Mark Stuart begins the season with Providence as part of the starting lineup. He brings with him a strong work ethic, and is confident that it will work out over time.

“It’s all just learning to break the old habits and get used to the new game,” he said prior to opening night. “I think at the beginning it’s been hard just because I’ve been playing a certain way for so long, but I think once we start playing and start getting used to it, it won’t be that big of a deal.”

As comfortable as Stuart appears with adjusting his game, he acknowledges the amount of work and expectations that go along with being a top draft pick.

“When they picked me, they obviously saw something in me, so I feel like I need to play well, and prove to them that they did a good job in picking me. I’m just going to keep working, hopefully continue to get better, and prove that I am a good first pick.”
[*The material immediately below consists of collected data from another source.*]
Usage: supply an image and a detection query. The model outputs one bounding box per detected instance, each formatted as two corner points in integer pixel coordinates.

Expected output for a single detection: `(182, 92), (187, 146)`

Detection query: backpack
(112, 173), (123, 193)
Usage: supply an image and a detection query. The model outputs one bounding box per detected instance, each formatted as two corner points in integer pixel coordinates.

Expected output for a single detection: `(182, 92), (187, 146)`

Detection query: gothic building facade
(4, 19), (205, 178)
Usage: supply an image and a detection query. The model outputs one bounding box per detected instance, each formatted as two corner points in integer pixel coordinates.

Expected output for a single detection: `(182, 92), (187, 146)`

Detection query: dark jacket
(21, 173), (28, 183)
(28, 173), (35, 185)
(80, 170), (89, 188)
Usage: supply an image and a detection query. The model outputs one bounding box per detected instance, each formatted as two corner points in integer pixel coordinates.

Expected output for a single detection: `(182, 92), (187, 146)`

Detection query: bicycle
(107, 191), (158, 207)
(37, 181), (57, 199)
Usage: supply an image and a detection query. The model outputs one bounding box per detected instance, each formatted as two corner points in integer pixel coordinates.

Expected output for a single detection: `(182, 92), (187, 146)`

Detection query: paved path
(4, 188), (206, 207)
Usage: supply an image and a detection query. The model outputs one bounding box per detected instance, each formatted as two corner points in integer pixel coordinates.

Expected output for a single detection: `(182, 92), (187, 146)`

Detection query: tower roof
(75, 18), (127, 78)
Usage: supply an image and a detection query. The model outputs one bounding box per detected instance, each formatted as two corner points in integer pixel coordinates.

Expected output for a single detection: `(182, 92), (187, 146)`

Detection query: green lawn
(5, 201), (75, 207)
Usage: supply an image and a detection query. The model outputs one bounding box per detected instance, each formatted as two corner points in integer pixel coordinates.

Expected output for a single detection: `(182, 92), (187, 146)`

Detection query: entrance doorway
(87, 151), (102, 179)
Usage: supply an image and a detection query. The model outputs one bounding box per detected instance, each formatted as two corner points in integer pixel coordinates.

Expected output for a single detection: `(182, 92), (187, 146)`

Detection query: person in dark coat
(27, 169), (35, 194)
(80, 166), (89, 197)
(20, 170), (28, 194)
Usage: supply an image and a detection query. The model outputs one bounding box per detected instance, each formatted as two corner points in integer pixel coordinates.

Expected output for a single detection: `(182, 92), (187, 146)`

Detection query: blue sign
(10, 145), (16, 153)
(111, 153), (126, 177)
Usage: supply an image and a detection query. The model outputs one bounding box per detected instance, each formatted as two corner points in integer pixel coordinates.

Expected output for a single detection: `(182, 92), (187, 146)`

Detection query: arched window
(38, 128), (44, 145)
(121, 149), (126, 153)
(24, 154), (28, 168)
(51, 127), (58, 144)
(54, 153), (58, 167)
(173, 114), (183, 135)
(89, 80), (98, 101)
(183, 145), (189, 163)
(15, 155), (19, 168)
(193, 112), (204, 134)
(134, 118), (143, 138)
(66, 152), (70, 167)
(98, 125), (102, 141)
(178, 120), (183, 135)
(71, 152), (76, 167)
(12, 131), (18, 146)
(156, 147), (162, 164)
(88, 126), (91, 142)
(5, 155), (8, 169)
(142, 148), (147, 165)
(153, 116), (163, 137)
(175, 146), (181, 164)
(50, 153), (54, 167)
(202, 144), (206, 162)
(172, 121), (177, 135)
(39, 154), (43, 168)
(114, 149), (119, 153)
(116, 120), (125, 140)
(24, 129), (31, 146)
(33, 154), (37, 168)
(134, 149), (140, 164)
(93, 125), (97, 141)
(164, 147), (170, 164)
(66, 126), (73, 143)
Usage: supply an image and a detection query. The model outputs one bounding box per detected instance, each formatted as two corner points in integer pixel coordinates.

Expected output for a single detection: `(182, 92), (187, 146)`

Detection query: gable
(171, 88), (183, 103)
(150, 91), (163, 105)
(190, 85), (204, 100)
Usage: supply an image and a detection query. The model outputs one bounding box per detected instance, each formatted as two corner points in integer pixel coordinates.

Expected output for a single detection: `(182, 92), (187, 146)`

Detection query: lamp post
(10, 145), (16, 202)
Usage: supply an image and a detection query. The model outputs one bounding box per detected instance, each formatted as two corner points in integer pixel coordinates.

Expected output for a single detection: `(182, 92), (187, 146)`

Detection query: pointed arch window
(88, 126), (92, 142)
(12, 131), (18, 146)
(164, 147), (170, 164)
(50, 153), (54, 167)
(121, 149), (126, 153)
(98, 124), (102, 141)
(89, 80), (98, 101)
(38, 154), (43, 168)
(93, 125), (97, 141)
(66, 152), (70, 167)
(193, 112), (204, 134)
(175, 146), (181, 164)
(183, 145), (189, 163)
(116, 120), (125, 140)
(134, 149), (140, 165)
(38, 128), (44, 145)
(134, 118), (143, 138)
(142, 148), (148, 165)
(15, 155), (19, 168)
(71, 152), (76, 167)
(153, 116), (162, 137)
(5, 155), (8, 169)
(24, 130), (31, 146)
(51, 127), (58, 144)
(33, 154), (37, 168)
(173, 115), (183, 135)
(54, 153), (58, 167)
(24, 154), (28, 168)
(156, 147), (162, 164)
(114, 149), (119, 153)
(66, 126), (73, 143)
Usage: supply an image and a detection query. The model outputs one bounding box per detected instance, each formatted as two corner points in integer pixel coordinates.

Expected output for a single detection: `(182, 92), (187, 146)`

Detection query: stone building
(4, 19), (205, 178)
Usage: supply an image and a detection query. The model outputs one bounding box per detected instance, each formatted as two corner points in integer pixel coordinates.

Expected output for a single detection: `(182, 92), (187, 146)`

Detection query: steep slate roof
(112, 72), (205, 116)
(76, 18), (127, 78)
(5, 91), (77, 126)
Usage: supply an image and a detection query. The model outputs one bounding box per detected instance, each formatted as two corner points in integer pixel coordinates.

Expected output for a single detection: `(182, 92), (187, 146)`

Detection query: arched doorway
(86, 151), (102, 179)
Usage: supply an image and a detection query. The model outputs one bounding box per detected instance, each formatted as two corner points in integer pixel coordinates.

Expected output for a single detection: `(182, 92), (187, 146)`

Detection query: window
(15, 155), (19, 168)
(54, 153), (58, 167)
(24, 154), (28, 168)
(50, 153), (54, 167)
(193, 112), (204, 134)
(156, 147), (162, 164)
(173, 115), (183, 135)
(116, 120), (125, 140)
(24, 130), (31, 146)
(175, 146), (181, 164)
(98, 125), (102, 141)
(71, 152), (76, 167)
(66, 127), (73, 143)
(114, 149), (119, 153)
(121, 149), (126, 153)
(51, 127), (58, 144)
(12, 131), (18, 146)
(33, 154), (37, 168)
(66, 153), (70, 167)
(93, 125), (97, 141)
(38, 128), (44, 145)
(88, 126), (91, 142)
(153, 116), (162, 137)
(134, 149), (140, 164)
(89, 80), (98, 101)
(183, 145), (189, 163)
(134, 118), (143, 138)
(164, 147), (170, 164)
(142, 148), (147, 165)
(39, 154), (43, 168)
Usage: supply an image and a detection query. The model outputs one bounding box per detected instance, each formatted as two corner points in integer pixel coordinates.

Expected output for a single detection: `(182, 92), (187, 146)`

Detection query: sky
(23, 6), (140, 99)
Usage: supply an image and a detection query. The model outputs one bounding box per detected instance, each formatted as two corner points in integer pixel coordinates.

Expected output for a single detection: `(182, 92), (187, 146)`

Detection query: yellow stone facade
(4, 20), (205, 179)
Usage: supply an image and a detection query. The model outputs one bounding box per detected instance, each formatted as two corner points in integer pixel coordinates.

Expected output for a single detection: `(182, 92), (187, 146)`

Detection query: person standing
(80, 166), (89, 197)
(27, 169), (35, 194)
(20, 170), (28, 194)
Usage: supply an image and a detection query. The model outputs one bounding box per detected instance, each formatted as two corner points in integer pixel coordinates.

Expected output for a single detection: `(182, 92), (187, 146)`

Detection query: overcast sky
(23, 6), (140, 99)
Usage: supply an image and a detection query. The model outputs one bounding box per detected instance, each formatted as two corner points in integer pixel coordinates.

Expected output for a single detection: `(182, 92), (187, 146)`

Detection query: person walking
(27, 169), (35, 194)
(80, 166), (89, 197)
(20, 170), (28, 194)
It was a tough decision to leave his school and teammates, but Stuart is where he wants to be. As a rookie, he’s in the position of having to prove himself all over again. He played a pivotal role on Colorado College’s defense, winning numerous awards for his play, including WCHA defensive player of the year for the 2004-05 season. When asked how he felt about starting all over again, Stuart accepted that there would be some difficulty along the way, but kept a positive attitude.

“It’s humbling and it’s exciting and it’s a new challenge,” he said. “I’m excited about it. Moving to a new city is always difficult. You have to find a new place to live and a bunch of that kind of stuff. It’s good, it’s a new challenge and I just want to make the best of it, play good and win some games.”